Where Does Water Come From: The Water Cycle

K, 1, 2

Learners will develop an understanding of the water cycle.  They will then use this knowledge to create a tactile model of the water cycle and then relate these ideas to the importance of water conservation.

Lesson Rating 
One hour class period; One fifteen-minute class period

The learner will:

  • discuss the water cycle.
  • identify key components of the water cycle.
  • state why water conservation is important in relation to the water cycle.
  • demonstrate an understanding that water conservation is an act of stewardship for the Earth.
  • The Magic School Bus Wet All Over : A Book About The Water Cycle by: Pat Relf, Illustrated by: Carolyn Bracken (see bibliographic references)
  • Process Signs: Condensation, Evaporation and Precipitation (Attachment One)
  • Water Cycle Handout (Attachment Two); one for the teacher and one for each child
  • Water Cycle Cut-outs (Attachment Three); copy on cardstock one for each child
  • Water Cycle arrows (Attachment Four); one copy for large diagram
  • Blue, Yellow and Brown construction paper
  • Sand and grass clippings (optional)
  • Cotton balls (Stretch out the cotton ball to form “clouds”)
  • Crayons/colored pencils/markers
  • White glue
  • Scissors
  • Masking tape
Teacher Preparation 

See the lesson adaptation at the bottom of the page. There is a fun suggestion from a teacher to help the students practice the concepts.
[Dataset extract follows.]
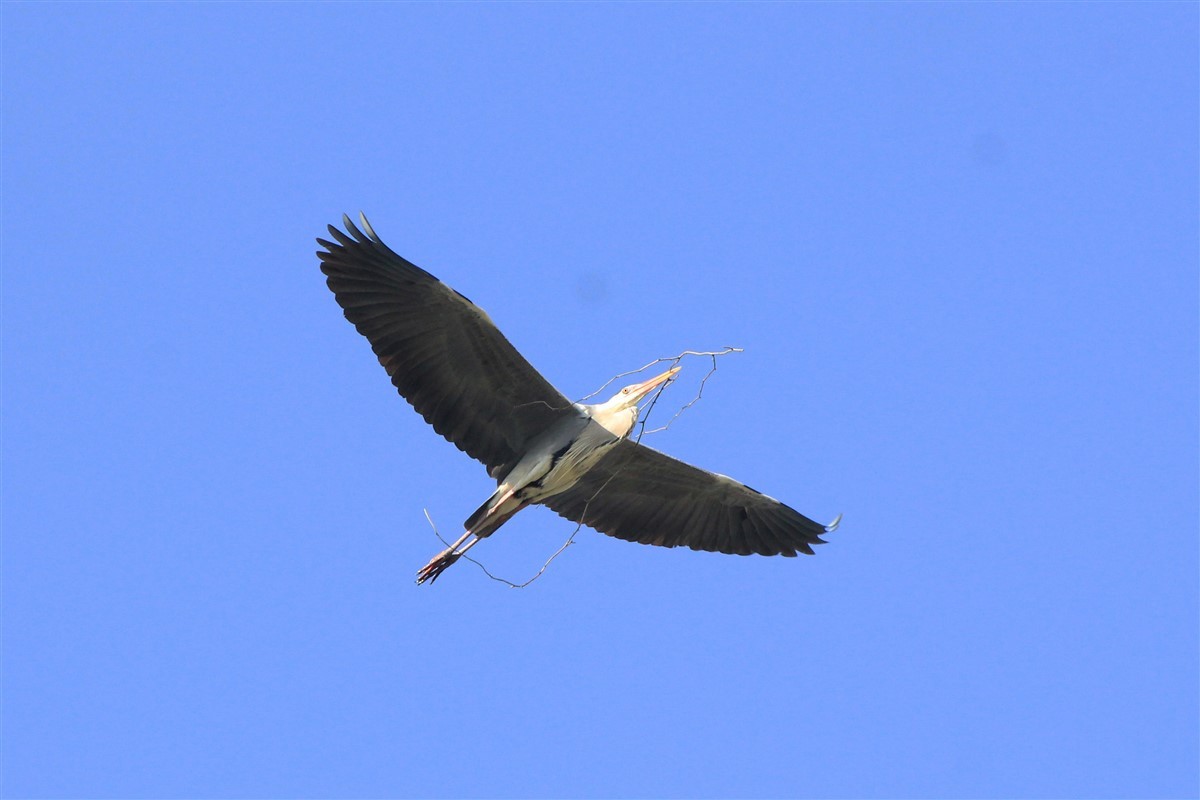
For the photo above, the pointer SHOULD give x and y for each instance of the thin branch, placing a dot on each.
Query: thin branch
(641, 432)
Relf, Pat.  The Magic School Bus Wet All Over : A Book About The Water Cycle. Scholastic Paperbacks 1996.  ISBN: 0590508334


  1. Day One
    Anticipatory Set:
    Ask learners if they have ever seen rain. Another word for rain is precipitation. Where does rain come from? How does it get into the cloud? We are going to listen to a story about the Water Cycle. Let’s be good listeners and see what this story tells us about water and how it moves.

  2. The Magic School Bus Wet All Over: A Book About The Water Cycle. While reading be sure to emphasize “condensation” “evaporation” and “precipitation”. These are the major points in the water cycle.

  3. When the story is finished, ask learners to recall the three steps water goes through (evaporation, condensation and precipitation) and what they are. Use the process signs provided (see Attachment One). You may choose to post these where the students can see them during the discussion.

  4. Show learners the water cycle handout (see Attachment Two) and touch each area on the picture map. This will help them see what is exactly necessary for each of the three steps.

  5. Tell learners that together the class will be creating a very large water cycle model. They are each going to make a portion of the water cycle.Teacher Note: It will be necessary for the teacher to decide if each learner will make each piece of the water cycle or if learners will be arranged into groups to work on the water cycle.

  6. Distribute Water Cycle cut outs (see Attachment Three) Learners should color rain drops blue and cut them out.

  7. Cut out clouds and fill them in using white glue and stretched cotton balls.

  8. Cut out blue construction paper to look like water.

  9. Cut out brown construction paper to look like land (optional: decorate using sand and grass attached with white glue).

  10. Cut out yellow construction paper to look like the sun.

  11. When all pieces have been constructed, set aside to dry.

  12. Review the terms: condensation, evaporation and precipitation.

  13. Day Two

  14. Ask learners to recall the three major parts of the water cycle and what you need for each to take place. Be prepared to reference The Magic School Bus Wet All Over: A Book About The Water Cycle

  15. Distribute the water cycle handout (Attachment Two) to each child. Review each of the components and invite them to add color.
    Assemble the pieces to the large water cycle by allowing the learners to place their pieces on the diagram. Invite learners to use their handouts as a guide.

  16. Add the directional arrows to complete the diagram (see Attachment Four).

  17. Tell learners that the water moving about in the water cycle does not fall exactly where it evaporated from. Some places receive more and some receive less rainfall. Each place has different needs for its water. The area may not receive enough precipitation in the form of rainfall and that can be a problem. That is why it is SO important to conserve water. Who needs to conserve water? – Everyone!Explain to the learners that they can also help their friends and families conserve water by sharing what they have learned about water.


The teacher should observe the learners’ participation in group discussions, construction and assembly of their water cycle.

Cross Curriculum 

Philanthropy Framework

  1. Strand PHIL.I Definitions of Philanthropy
    1. Standard DP 01. Define Philanthropy
      1. Benchmark E.3 Recognize that citizens have a responsibility for the common good as defined by democratic principles.
  2. Strand PHIL.II Philanthropy and Civil Society
    1. Standard PCS 03. Philanthropy and Economics
      1. Benchmark E.13 Describe limited resources and scarcity.
      2. Benchmark E.5 Recognize the wise use of resources as <i>stewardship</i>.
  3. Strand PHIL.III Philanthropy and the Individual
    1. Standard PI 01. Reasons for Individual Philanthropy
      1. Benchmark E.4 Give an example of how citizens act for the common good.